GitHub Actions CI Status GitHub Actions Linting Status nf-test Nextflow run with docker run with singularity

Introduction

AnnoTater AnnoTater is a whole or partial genome functional annotation workflow built using Nextflow. It takes a set of protein coding gene sequences (either in nucleotide or protein FASTA format) and runs InterProScan; BLAST vs UniProt SwissProt, NCBI NR, NCBI RefSeq, OrthoDB and StringDB in order to provide a first pass set of annotations for genes.

AnnoTater is constructed using Nextflow, a workflow tool to run tasks across multiple compute infrastructures in a very portable manner. It uses Docker/Singularity containers making installation trivial and results highly reproducible. The Nextflow DSL2 implementation of this pipeline uses one container per process which makes it much easier to maintain and update software dependencies.

AnnoTater provides the following steps:

  1. Homology searching against specified databases using Diamond BLAST (Diamond). Supported databases include:
    • NCBI nr
    • NCBI RefSeq
    • ExPASy SwissProt
    • ExPASy Trembl
    • STRING database
  2. Execution of InterProScan

Usage

  1. Install Nextflow (>=25.04.07)

  2. Install any of Docker, Singularity, Podman, Shifter or Charliecloud for full pipeline reproducibility (Conda is currently not supported); see docs),

  3. Download the pipeline to access the database download script:

    nextflow pull systemsgenetics/annotater
  4. Download databases. AnnoTater requires reference databases which can take quite a while to download and consume large amounts of storage. Use the included download.py script to retrieve and index the databases:

    # List available datasets
    python3 ~/.nextflow/assets/systemsgenetics/annotater/bin/download.py --list --outdir /path/to/databases
    
    # Download specific datasets (comma-separated)
    python3 ~/.nextflow/assets/systemsgenetics/annotater/bin/download.py --outdir /path/to/databases --datasets interproscan,uniprot_sprot,nr
    
    # Download all datasets
    python3 ~/.nextflow/assets/systemsgenetics/annotater/bin/download.py --outdir /path/to/databases --datasets interproscan,panther,nr,refseq_plant,orthodb,string-db,uniprot_sprot,uniprot_trembl
    
    # Force re-download if datasets already exist
    python3 ~/.nextflow/assets/systemsgenetics/annotater/bin/download.py --outdir /path/to/databases --datasets interproscan --reset

    Available datasets include:

    • interproscan - InterProScan 5.75-106.0 with protein domain databases
    • panther - PANTHER database for InterProScan
    • nr - NCBI Non-Redundant protein database
    • refseq_plant - NCBI RefSeq plant protein sequences
    • orthodb - OrthoDB orthologous protein groups (analysis under construction)
    • string-db - STRING database protein interactions (analysis under construction)
    • uniprot_sprot - UniProt Swiss-Prot curated proteins
    • uniprot_trembl - UniProt TrEMBL unreviewed proteins

    Note: Database downloads can be very large (10s-100s of GB) and may take hours to complete. The script supports resuming interrupted downloads.

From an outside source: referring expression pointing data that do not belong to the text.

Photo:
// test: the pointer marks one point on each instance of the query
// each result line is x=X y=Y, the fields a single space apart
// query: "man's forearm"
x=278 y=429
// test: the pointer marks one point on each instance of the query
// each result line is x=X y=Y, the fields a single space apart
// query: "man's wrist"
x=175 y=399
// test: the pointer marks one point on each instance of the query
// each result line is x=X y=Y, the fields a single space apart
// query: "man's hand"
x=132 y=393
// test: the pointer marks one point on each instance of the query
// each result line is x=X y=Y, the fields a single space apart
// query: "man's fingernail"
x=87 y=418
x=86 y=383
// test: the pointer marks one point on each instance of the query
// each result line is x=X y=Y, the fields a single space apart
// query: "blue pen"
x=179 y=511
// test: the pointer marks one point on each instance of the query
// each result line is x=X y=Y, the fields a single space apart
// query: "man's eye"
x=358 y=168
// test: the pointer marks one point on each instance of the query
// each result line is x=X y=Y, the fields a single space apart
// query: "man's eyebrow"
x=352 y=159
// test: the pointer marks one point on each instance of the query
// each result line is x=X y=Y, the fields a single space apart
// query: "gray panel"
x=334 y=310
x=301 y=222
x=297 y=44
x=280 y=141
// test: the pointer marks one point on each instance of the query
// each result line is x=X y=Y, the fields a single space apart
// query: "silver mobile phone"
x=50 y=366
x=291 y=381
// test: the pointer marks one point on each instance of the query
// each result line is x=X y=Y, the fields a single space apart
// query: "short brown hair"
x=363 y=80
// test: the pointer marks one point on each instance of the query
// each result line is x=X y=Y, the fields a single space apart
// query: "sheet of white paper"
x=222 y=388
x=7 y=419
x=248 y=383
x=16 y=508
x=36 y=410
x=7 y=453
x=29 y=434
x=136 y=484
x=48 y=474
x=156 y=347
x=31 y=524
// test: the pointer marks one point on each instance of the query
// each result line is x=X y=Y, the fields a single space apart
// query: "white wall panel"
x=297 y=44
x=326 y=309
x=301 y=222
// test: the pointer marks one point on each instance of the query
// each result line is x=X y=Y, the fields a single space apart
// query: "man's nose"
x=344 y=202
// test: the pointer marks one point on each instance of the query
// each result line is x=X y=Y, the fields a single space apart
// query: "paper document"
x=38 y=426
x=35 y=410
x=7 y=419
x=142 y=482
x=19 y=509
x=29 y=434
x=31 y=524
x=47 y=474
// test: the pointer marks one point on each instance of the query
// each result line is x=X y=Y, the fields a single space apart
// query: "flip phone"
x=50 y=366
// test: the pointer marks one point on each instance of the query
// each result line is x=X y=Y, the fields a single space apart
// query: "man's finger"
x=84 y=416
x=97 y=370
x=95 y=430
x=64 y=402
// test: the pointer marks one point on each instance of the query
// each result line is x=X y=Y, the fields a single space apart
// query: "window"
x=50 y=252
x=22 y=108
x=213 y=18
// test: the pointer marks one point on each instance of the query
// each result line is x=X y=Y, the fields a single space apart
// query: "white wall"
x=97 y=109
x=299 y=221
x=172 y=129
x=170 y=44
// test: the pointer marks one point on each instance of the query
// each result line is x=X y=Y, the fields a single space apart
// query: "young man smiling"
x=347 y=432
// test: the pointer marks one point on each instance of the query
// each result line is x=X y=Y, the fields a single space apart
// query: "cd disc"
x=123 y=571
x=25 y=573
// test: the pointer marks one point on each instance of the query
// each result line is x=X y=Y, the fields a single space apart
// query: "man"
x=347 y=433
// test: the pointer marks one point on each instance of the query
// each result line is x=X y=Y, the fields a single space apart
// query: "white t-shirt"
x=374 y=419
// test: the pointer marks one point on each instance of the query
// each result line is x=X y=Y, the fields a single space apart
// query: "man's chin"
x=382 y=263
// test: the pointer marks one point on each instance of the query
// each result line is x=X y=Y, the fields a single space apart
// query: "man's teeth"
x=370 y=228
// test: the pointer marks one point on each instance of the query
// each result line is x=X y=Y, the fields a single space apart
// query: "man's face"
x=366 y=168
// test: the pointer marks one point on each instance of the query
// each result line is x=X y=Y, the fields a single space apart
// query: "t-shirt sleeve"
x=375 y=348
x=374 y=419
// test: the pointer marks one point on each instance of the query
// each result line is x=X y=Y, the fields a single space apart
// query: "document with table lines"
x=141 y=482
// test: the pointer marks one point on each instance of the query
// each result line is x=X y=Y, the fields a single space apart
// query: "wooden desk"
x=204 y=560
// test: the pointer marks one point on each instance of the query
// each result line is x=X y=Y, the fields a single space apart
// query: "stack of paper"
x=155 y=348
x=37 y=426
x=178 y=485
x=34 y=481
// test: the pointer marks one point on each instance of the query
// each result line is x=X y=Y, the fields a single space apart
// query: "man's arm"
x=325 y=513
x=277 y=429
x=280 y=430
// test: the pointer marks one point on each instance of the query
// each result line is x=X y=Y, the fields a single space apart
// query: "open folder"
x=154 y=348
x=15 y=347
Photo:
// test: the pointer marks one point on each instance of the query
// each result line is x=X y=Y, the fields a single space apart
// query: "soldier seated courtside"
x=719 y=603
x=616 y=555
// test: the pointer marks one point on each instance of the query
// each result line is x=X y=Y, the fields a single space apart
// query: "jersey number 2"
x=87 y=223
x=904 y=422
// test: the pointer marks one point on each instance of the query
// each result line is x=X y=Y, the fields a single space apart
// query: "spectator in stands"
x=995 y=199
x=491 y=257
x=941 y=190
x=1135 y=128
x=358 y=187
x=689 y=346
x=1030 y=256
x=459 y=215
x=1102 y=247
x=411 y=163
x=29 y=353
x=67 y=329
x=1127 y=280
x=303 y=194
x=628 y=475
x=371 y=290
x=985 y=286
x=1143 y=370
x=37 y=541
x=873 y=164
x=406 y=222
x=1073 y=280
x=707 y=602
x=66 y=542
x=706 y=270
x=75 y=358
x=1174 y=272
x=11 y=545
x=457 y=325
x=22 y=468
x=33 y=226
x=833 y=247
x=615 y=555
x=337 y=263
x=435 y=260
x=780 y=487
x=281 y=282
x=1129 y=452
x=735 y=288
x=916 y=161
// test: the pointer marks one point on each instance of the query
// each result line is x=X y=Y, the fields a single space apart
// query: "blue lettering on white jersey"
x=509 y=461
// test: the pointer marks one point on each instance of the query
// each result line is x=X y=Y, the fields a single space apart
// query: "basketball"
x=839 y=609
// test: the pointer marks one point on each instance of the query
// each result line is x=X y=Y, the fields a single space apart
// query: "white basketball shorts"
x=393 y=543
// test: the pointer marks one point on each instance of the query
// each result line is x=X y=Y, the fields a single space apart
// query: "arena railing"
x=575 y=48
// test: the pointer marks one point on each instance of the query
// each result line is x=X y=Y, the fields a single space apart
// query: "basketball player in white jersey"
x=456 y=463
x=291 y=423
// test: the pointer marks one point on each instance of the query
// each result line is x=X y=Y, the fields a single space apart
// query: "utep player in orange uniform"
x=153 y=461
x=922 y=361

    Best Practice: On multi-user systems, it is recommended to download databases to a shared location (e.g., /shared/databases/annotater/ or /opt/databases/annotater/) that is accessible to all users. This prevents duplicate downloads and saves significant storage space, as multiple users can reference the same database files in their workflow runs.

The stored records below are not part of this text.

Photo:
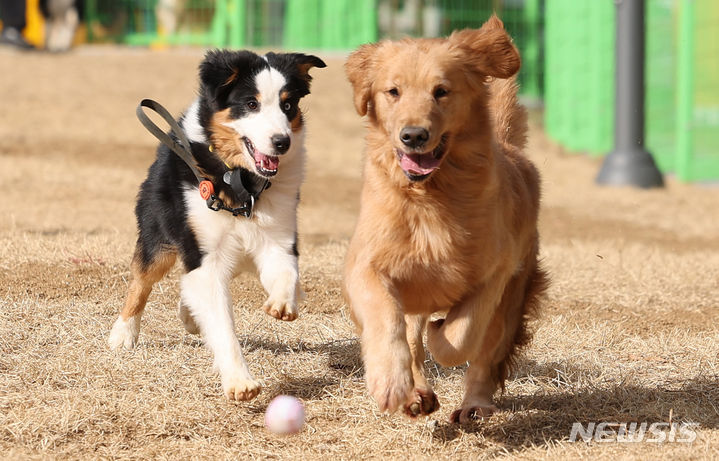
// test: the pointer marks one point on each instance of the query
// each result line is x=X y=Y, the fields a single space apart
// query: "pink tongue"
x=418 y=164
x=267 y=162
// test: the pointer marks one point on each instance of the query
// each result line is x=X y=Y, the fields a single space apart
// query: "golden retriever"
x=448 y=217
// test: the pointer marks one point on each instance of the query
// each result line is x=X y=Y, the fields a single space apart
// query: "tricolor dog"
x=246 y=135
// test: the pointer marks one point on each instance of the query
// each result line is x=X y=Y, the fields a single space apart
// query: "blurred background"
x=567 y=48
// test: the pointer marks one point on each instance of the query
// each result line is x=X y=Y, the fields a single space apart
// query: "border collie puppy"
x=246 y=124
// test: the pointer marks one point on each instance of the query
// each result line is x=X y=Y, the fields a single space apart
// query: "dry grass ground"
x=628 y=332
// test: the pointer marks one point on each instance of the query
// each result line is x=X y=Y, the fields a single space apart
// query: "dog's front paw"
x=281 y=310
x=425 y=402
x=241 y=389
x=124 y=333
x=391 y=389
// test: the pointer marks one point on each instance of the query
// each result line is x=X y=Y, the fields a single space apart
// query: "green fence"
x=313 y=24
x=681 y=81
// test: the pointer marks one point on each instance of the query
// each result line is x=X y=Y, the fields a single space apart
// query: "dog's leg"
x=457 y=338
x=142 y=277
x=425 y=401
x=280 y=277
x=480 y=380
x=386 y=354
x=205 y=291
x=185 y=316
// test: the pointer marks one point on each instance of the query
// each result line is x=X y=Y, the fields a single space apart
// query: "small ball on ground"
x=285 y=415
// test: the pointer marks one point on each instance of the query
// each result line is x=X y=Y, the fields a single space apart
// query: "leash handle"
x=182 y=149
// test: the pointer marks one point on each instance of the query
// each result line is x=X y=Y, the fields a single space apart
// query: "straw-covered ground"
x=628 y=332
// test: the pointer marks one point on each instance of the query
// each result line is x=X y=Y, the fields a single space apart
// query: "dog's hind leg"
x=507 y=333
x=425 y=400
x=143 y=275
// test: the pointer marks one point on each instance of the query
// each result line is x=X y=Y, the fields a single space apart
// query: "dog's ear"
x=221 y=68
x=360 y=72
x=488 y=50
x=305 y=62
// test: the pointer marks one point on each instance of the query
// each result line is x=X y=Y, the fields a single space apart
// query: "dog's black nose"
x=413 y=136
x=281 y=143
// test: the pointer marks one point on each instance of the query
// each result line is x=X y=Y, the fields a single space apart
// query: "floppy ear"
x=489 y=49
x=222 y=67
x=360 y=72
x=306 y=61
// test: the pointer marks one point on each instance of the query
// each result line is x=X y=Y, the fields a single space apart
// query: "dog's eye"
x=440 y=92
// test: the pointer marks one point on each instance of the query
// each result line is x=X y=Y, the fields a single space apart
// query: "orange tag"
x=206 y=189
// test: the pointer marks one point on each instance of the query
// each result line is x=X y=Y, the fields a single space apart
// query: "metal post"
x=629 y=164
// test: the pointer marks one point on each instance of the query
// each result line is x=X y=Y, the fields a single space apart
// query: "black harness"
x=246 y=185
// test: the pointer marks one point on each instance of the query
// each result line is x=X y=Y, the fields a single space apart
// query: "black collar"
x=241 y=185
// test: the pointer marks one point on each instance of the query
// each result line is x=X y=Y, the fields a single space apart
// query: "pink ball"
x=285 y=415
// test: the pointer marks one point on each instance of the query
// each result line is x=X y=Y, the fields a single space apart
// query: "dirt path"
x=628 y=332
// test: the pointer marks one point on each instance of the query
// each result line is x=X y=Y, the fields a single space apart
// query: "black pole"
x=629 y=164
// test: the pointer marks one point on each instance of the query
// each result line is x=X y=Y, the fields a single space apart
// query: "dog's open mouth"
x=266 y=165
x=419 y=166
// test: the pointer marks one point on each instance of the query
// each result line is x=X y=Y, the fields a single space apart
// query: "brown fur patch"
x=464 y=241
x=297 y=122
x=143 y=277
x=228 y=144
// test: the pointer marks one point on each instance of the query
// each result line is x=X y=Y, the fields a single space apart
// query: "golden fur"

  5. Start running your own analysis!

    nextflow run systemsgenetics/annotater \
        -profile <docker/singularity/podman/shifter/charliecloud/conda/institute> \
        --batch_size 100 \
        --input <fasta file> \
        --data_sprot <directory with swissprot diamond index> \
        --data_refseq <directory with refseq diamond index> \
        --data_ipr <directory with InterProScan data>
    

    See the Parameters section below for a complete list of all available options.

Parameters

Required Parameters

  • --input <path> - Path to input FASTA file containing nucleotide or protein sequences. Accepted formats: .fa, .faa, .fna, .fasta
  • --outdir <path> - Output directory where results will be saved

Database Parameters

Add any combination of the databases you've downloaded:

  • --data_ipr <path> - InterProScan database directory
  • --data_sprot <path> - UniProt Swiss-Prot database directory (Diamond index)
  • --data_trembl <path> - UniProt TrEMBL database directory (Diamond index)
  • --data_nr <path> - NCBI NR database directory (Diamond index)
  • --data_refseq <path> - NCBI RefSeq database directory (Diamond index)
  • --data_orthodb <path> - OrthoDB database directory (Diamond index) (experimental)
  • --data_string <path> - STRING database directory (Diamond index) (experimental)
  • --enzyme_dat <path> - Enzyme.dat file from ExPASy for EC number extraction (used with SwissProt)

Processing Parameters

  • --batch_size <number> - Number of sequences to process per batch (default: 5)
  • --seq_type <pep|nuc> - Input sequence type: pep for protein or nuc for nucleotide (default: pep)
  • --taxonomy_ID <number> - NCBI Taxonomy ID for the species (used by STRING database analysis)

Output Parameters

  • --email <email> - Email address for completion summary
  • --publish_dir_mode <mode> - Method to save results: symlink, link, copy, copyNoFollow (default: link)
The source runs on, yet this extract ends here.